[Feat] return hidden states #3364

Jackmin801 · 2025-02-07T05:38:18Z

Motivation

This PR intends to add the return_hidden_states argument to ServerArgs which makes the results contain the last layer hidden states in output["meta_info"]["hidden_states"].
These hidden states are useful for example for verifying computations. (e.g. https://arxiv.org/abs/2501.16007)

Modifications

Add return_hidden_states to ServerArgs
Changed the logic to determine capture_hidden_mode to accomodate return_hidden_states
Modify scheduler process_batch_results to save the hidden state to the Req
Add return_hidden_states and hidden_states to necessary dataclasses

Script used to test changes

# launch the offline engine
import asyncio
from transformers import AutoTokenizer
import sglang as sgl

def main():
    MODEL_NAME = "meta-llama/Meta-Llama-3.1-8B-Instruct"
    llm = sgl.Engine(
        model_path=MODEL_NAME,
        skip_tokenizer_init=True,
        disable_cuda_graph=False,
        return_hidden_states=False,
    )
    tokenizer = AutoTokenizer.from_pretrained(MODEL_NAME)

    prompts = [
        "Hello, my name is",
        "The president of the United States is",
        "The capital of France is",
        "The future of AI is",
    ]

    sampling_params = {"temperature": 0.8, "top_p": 0.95, "max_new_tokens": 10}

    input_ids = tokenizer(prompts).input_ids
    #outputs = llm.generate(input_ids=input_ids, sampling_params=sampling_params)
    outputs = llm.generate(prompts, sampling_params=sampling_params)
    for input_id, output in zip(input_ids, outputs):
        print("===============================")
        print(input_id)
        print(output)
        print()
        if "token_ids" in output:
            print(input_id, output["token_ids"], len(input_id), len(output["token_ids"]))
        else:
            print(output['text'])
        if "hidden_states" in output["meta_info"]:
            print(
                [i.shape for i in output["meta_info"]["hidden_states"]],
                len(output["meta_info"]["hidden_states"]),
            )

if __name__ == "__main__":
    main()

Checklist

Format your code according to the Code Formatting with Pre-Commit.
Add unit tests as outlined in the Running Unit Tests.
Update documentation / docstrings / example tutorials as needed, according to Writing Documentation.
Provide throughput / latency benchmark results and accuracy evaluation results as needed, according to Benchmark and Profiling and Accuracy Results.
For reviewers: If you haven't made any contributions to this PR and are only assisting with merging the main branch, please remove yourself as a co-author when merging the PR.

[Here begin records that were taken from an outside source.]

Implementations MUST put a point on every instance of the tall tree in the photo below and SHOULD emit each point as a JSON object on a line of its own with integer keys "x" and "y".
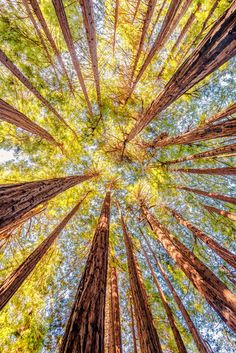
{"x": 214, "y": 50}
{"x": 18, "y": 199}
{"x": 149, "y": 340}
{"x": 216, "y": 293}
{"x": 17, "y": 277}
{"x": 85, "y": 328}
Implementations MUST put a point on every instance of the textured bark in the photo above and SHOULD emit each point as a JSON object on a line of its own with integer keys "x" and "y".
{"x": 212, "y": 195}
{"x": 148, "y": 338}
{"x": 210, "y": 171}
{"x": 13, "y": 116}
{"x": 35, "y": 6}
{"x": 88, "y": 17}
{"x": 61, "y": 15}
{"x": 225, "y": 254}
{"x": 229, "y": 150}
{"x": 222, "y": 300}
{"x": 215, "y": 49}
{"x": 197, "y": 338}
{"x": 177, "y": 336}
{"x": 85, "y": 328}
{"x": 115, "y": 327}
{"x": 17, "y": 277}
{"x": 18, "y": 199}
{"x": 227, "y": 214}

zhaochenyang20 · 2025-02-07T06:35:04Z

This is good to see. But could change our documents to demonstrate the usage and add unit tests to your feature?

docs/backend/server_arguments.md

zhaochenyang20 · 2025-02-07T08:43:07Z

test/srt/test_srt_engine.py

@@ -184,6 +184,28 @@ def test_7_engine_offline_throughput(self):
        result = throughput_test(server_args=server_args, bench_args=bench_args)
        self.assertGreater(result["total_throughput"], 3000)

+    def test_8_return_hidden_states(self):


quite a strange name.

Also, should assert that the hidden state is all close with hugging face.

Yea, all the names in this file are strange. Maybe we should remove the numbers?

I cant quite get the huggingface tensor to be similar. It only works when there is less than or equal to 1 decode. When I tried with 2 decodes, the test fails. The values seem wildly different, so maybe its not about numerics. Will debug further

Loading safetensors checkpoint shards: 0% Completed | 0/1 [00:00<?, ?it/s] Loading safetensors checkpoint shards: 100% Completed | 1/1 [00:00<00:00, 2.25it/s] Loading safetensors checkpoint shards: 100% Completed | 1/1 [00:00<00:00, 2.25it/s] 100%|█████████████████████████████████████████████████████████████████████████████████████████████████████████████████████| 23/23 [00:06<00:00, 3.36it/s] [128000, 15724, 374] [264, 1938, 315] tensor([[[ 0.9727, 0.1924, 0.6133, ..., -0.8438, -0.2852, 0.0645], [ 0.6797, 3.2656, 1.9453, ..., -5.3750, -4.0625, 1.9922], [ 0.7812, 1.3750, 1.3047, ..., -5.0625, -3.6094, -0.2715], [ 2.8906, 1.3516, 1.9609, ..., -4.0312, -3.0312, -0.3809], [-0.2949, 4.1250, 0.2578, ..., -3.0469, -5.5938, 0.9219]]], device='cuda:0', dtype=torch.bfloat16) === tensor([[ 1.0078, 0.1855, 0.6328, ..., -0.8750, -0.2812, 0.0601], [ 0.6953, 3.2500, 1.9375, ..., -5.3750, -4.0312, 1.9453], [ 0.7656, 1.4062, 1.3203, ..., -5.0938, -3.6250, -0.2715], [ 0.1807, -0.6289, 0.6953, ..., 0.5977, -0.5742, -0.0889], [-0.1406, -0.0605, -0.3848, ..., 0.4863, -0.4062, 0.0684]], dtype=torch.bfloat16) F ====================================================================== FAIL: test_8_engine_return_hidden_states (test_srt_engine.TestSRTEngine.test_8_engine_return_hidden_states) ---------------------------------------------------------------------- Traceback (most recent call last): File "/home/ubuntu/sglang/test/srt/test_srt_engine.py", line 238, in test_8_engine_return_hidden_states self.assertTrue( AssertionError: False is not true ---------------------------------------------------------------------- Ran 1 test in 18.811s

This reverts commit fc64fdc. Revert "add docs in server args" This reverts commit ef315c2.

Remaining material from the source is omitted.